Corsi e ricorsi dell’antipolitica

Dom, 03/02/2019 - 17:00

Una parola è scomparsa dai radar dell'informazione gestita dai politologi e dagli editorialisti di vaglia, dopo aver dilagato per alcuni anni. Questa parola è “antipolitica”. Purtroppo è stata sostituita da un'altra parola, “populismo”, solitamente usata ancor più a sproposito: non è il caso di soffermarsi sulle ragioni della sostituzione, ma solamente di notare che il profluvio di analisi sull'antipolitica non ha affatto contenuto l'ondata del cosiddetto populismo. Purtroppo gli intellettuali dei salotti pseudocolti come quelli dei bar di provincia non hanno capito che cianciando tanto sulla decadenza del dibattito pubblico e affibbiando a destra e a manca facili etichette hanno fatto esattamente la stessa cosa che rinfacciano ai nuovi barbari: cercare di dare soluzioni semplicistiche e puramente verbali a problemi complessi e realissimi.
Soprattutto in Calabria la consapevolezza di quello che sta accadendo è molto rara e comunque scarsa: la nostra regione, con il suo presidente a dimora obbligata tra i lupi della Sila e un quadro politico in pieno disfacimento, è teatro della fregola pre-elettorale di molti, senza che venga realmente compreso quali potrebbero essere gli effetti del disordine internazionale, nazionale e locale in cui siamo immersi.
La stagione ’92-’94, quando gli stravolgimenti furono altrettanto profondi ma molto più convulsi, sembra essere passata senza molti insegnamenti. Per essere più espliciti: possiamo attenderci che la magistratura inquirente infligga il colpo di grazia agli ultimi agonizzanti residui della vecchia classe politica e ad alcuni esponenti della nuova, in attesa di sentenza definitiva? Possiamo attenderci che ci sia un risveglio in grande stile della criminalità organizzata, magari con macabre velleità spettacolari? Possiamo attenderci che il terrorismo di marca politica o religiosa si faccia sentire in Italia come accade all'estero con tutto il carico di dubbi sulle possibili connivenze a vari livelli? Speriamo di no, ma qualche avvisaglia c'è su tutti e tre i fronti.

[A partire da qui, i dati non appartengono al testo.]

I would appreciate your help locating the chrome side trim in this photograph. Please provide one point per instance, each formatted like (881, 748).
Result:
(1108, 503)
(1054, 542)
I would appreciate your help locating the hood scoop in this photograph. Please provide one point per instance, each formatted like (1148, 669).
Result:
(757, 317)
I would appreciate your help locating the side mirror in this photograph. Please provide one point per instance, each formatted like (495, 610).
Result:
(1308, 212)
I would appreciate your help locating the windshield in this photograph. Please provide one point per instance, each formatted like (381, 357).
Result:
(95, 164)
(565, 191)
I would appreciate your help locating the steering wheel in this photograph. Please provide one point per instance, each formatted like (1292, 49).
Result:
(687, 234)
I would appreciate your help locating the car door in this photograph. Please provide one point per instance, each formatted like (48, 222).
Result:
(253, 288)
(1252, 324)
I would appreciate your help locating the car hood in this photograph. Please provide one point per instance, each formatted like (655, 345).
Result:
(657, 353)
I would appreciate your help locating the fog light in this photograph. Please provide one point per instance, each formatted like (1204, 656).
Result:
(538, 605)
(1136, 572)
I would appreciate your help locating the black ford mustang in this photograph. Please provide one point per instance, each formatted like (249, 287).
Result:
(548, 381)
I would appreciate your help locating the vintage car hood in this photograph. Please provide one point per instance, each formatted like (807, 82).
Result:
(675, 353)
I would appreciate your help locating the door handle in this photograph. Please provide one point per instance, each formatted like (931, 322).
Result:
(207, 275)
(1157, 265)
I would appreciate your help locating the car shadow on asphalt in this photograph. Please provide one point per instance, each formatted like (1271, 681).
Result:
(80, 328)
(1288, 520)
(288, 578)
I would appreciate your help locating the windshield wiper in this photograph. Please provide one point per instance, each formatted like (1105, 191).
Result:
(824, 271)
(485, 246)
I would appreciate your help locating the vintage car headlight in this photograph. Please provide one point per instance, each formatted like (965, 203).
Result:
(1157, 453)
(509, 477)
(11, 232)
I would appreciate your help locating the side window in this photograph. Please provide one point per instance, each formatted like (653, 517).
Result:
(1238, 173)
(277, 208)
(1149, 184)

Se dovessimo avviarci su questa china, sappiamo per esperienza che in Calabria le cose prenderebbero una piega particolarmente negativa, certamente peggiore che altrove: ad esempio, già oggi la notorietà di alcuni magistrati, di fronte alla pochezza della media dei politici nostrani, tende (certamente senza alcuna malafede…) ad alterare l'equilibrio montesquieuiano dei poteri; cosa succederebbe se il prossimo consiglio regionale fosse pieno di gente eletta in liste di partiti che non esisteranno più, almeno per come li abbiamo conosciuti (Forza Italia, Partito Democratico) o che hanno personale politico locale immaturo e guardato con sospetto (Lega, Movimento 5 Stelle) o che hanno consistenza residuale a livello nazionale (Fratelli d'Italia, piccoli partiti di sinistra)?
Chi ha passato il proprio tempo ad accusare prima di antipolitica e poi di populismo, con argomenti generici e cialtroni, chiunque, anche maldestramente, volesse portare qualche novità, ha ottenuto un unico grande successo: allontanare dal confronto elettorale parecchia gente autorevole che avrebbe potuto dare un qualche vigore all’esangue classe politica calabrese, lasciandola facile preda degli attacchi e delle pressioni degli altri poteri, legittimi, illegittimi o criminali. Complimenti.